Kraninger articulated an aggressive stance on stamping out fraud in a recent cable television interview.

“There is a lot of fraud, there are a lot of scams,” Kraninger said on CNBC’s “Squawk Box” earlier this month. “It really is a buyer-beware situation from the front end of things. We’re there. We’re actually taking action and enforcement actions and we’re vigilant.”

So far this year, the CFPB has filed 18 enforcement actions under Kraninger compared with six under Mulvaney, and 27 under Cordray during the same period, according to the CFPB’s enforcement docket page. Mulvaney issued a total of 11 enforcement actions in 2018, while Cordray issued 36 in 2017, the docket shows.

Experts caution not to read too much into the numbers, however, because often one complaint or judgment may involve several companies or individuals.

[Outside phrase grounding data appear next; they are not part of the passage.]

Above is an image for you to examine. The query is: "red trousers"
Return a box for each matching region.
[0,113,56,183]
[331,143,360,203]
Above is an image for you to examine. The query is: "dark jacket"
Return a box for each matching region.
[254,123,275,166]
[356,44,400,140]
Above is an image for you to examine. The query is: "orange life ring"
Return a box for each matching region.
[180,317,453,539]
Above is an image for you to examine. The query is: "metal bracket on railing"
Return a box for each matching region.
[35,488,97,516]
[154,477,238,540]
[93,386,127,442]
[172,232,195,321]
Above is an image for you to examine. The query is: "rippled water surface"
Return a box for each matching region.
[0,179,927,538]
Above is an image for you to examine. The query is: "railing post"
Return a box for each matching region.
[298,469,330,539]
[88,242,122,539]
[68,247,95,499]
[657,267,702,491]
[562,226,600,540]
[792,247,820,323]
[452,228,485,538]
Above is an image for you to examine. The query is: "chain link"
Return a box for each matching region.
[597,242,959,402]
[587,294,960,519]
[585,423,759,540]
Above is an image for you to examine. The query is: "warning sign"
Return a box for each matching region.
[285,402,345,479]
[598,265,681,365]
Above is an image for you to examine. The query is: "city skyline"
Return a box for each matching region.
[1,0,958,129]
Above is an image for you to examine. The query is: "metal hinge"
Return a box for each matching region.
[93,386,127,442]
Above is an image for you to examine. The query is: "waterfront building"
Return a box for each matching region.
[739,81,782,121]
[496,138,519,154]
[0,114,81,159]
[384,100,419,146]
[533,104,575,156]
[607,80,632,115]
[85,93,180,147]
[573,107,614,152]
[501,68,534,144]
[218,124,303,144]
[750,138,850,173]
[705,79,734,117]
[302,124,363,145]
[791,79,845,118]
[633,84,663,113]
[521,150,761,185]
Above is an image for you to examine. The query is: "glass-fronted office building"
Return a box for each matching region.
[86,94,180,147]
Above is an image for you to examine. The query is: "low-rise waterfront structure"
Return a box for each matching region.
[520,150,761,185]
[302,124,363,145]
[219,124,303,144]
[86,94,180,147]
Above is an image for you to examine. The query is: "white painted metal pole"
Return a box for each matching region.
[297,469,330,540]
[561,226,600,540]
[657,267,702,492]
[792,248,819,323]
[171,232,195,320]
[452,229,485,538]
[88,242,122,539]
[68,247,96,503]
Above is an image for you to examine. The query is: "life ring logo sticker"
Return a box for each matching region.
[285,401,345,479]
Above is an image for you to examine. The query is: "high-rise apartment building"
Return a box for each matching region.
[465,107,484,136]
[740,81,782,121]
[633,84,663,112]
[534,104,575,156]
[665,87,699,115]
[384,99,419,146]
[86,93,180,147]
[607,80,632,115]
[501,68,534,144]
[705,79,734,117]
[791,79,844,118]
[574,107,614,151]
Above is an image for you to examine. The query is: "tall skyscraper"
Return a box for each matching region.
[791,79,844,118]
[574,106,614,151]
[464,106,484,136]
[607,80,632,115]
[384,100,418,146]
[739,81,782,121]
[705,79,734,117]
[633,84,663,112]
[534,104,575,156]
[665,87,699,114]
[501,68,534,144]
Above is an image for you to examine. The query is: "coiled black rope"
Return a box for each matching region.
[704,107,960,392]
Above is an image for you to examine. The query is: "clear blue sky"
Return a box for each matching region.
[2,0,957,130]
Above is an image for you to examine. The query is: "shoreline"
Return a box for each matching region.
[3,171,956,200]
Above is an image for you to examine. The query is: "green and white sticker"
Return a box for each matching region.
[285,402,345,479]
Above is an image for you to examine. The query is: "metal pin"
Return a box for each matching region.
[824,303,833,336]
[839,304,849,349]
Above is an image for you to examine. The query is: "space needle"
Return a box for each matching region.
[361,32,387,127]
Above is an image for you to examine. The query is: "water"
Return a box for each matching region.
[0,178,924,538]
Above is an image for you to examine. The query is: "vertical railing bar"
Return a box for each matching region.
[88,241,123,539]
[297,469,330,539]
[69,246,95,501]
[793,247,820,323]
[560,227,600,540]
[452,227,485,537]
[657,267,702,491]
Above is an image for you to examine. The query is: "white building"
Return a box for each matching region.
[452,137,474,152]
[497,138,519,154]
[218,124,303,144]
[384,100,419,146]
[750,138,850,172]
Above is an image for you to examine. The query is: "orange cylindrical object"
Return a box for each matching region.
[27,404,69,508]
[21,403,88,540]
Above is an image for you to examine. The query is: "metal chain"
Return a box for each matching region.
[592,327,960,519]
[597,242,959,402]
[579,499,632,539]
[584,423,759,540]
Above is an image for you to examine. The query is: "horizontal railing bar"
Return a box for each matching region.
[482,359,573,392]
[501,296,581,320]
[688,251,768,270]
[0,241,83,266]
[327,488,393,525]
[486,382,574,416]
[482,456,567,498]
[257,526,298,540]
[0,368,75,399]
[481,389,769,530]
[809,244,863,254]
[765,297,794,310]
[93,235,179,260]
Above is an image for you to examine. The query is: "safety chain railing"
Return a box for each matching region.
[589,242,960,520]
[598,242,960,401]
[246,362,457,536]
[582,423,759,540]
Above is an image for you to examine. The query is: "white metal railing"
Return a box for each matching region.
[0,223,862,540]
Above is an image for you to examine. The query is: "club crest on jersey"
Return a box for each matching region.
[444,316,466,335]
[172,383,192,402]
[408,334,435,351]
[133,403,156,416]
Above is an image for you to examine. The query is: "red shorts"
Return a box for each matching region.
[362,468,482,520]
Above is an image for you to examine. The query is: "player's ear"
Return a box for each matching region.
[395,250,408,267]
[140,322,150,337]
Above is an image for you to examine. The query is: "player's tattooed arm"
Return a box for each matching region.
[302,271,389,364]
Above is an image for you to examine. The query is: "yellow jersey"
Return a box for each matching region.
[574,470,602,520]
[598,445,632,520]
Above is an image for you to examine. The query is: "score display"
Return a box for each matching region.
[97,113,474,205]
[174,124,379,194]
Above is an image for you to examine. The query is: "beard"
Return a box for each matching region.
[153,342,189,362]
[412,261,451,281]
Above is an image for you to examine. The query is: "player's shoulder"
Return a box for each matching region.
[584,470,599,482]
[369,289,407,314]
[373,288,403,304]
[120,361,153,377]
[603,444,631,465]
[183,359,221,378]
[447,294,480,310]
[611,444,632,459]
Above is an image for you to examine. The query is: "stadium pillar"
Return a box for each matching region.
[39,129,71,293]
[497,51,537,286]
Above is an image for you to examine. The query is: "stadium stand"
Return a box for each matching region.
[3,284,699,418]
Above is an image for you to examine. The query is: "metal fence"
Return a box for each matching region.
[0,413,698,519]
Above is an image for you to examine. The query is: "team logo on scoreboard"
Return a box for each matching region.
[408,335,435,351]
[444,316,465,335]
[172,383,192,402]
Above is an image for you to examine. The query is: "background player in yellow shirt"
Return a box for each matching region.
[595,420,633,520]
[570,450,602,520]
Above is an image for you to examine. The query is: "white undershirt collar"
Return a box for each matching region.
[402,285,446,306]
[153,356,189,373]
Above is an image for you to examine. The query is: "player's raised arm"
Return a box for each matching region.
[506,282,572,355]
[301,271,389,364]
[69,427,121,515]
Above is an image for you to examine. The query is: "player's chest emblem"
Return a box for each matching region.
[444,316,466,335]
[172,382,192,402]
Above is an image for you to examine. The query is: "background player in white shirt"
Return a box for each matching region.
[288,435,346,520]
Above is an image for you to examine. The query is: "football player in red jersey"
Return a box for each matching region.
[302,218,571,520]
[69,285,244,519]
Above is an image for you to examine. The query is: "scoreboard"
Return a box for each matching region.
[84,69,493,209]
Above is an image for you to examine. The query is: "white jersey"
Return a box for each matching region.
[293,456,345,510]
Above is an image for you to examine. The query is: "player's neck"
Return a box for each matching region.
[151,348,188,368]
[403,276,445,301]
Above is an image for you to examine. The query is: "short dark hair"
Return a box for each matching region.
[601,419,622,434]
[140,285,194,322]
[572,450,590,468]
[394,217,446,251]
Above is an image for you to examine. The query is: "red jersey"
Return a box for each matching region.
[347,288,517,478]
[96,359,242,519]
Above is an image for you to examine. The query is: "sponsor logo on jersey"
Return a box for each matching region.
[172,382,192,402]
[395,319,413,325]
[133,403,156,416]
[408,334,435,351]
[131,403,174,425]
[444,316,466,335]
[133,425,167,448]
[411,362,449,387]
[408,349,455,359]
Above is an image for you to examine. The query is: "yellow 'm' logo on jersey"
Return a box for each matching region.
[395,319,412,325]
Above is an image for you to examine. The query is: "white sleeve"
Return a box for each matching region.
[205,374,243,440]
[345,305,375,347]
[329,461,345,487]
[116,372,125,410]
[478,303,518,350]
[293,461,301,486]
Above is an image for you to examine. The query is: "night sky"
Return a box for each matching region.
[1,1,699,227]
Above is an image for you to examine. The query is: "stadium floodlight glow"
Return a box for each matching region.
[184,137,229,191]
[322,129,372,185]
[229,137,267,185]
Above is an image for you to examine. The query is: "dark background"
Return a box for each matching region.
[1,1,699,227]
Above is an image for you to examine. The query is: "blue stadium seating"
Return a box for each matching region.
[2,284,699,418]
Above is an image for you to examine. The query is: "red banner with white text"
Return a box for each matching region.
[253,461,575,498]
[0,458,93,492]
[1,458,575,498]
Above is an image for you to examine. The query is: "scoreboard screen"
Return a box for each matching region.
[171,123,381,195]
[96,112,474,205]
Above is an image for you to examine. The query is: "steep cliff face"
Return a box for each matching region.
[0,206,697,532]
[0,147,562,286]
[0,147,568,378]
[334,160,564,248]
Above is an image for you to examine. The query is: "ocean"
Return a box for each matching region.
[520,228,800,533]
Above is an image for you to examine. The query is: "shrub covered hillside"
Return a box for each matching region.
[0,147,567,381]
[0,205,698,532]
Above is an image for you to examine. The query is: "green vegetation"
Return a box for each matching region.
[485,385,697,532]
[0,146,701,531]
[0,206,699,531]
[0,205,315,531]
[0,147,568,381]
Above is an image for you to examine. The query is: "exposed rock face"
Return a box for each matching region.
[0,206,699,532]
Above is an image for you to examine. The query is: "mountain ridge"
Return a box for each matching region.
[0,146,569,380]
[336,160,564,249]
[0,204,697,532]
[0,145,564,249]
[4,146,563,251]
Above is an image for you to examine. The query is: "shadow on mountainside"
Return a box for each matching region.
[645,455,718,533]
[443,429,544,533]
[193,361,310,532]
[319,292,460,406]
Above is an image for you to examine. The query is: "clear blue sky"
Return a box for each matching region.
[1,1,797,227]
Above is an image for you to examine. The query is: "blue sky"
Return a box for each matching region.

The biggest change under Kraninger is that many violations are being resolved as part of the CFPB’s supervisory work, which is non-public. Under Cordray, a high incidence of violations were referred from supervision to enforcement.

“The supervision channel isn’t feeding enforcement with the regularity it did before,” Willis said. “But we’re seeing the activity pick up with enforcement doing its stuff on their own.”

The CFPB publicly reports instances in which it obtains information from local, state or federal law enforcement partners that contributes to the bureau actions and investigations. In 2018, under Mulvaney, the CFPB listed 68 requests for information compared with 177 in 2017 under Cordray, according to the bureau’s 2019 annual performance plan.

The CFPB was criticized under Cordray for not giving enough information to companies when it issued notices asking for information before launching a full investigation. Last year, Mulvaney initiated a request for information focused on how the bureau handles so-called civil investigative demands as part of a full review of all the CFPB’s processes.

CIDs also are on the upswing.

“I am seeing quite an uptick in enforcement activity in general at the CFPB both in terms of aggressiveness and more CIDs being issued,” said Allyson Baker, a partner and co-head of the consumer financial services practice at Venable LLP.CIDs that are coming in are in some ways more onerous and narrower, which is easier for the bureau to defend, and harder to attack. Cases that people thought were going to get dismissed, haven’t been dismissed.”

Some lawyers said they are trying to alert financial firms about the increase in enforcement actions because many companies are less fearful of getting hit with a notice or action under Republican leadership.

“There’s a misimpression that somehow the CFPB has been laid back,” said DiResta. “Investigations under Director Kraninger are as intense and complex as they’ve ever been. From a post-Cordray perspective, enforcement is alive and well.”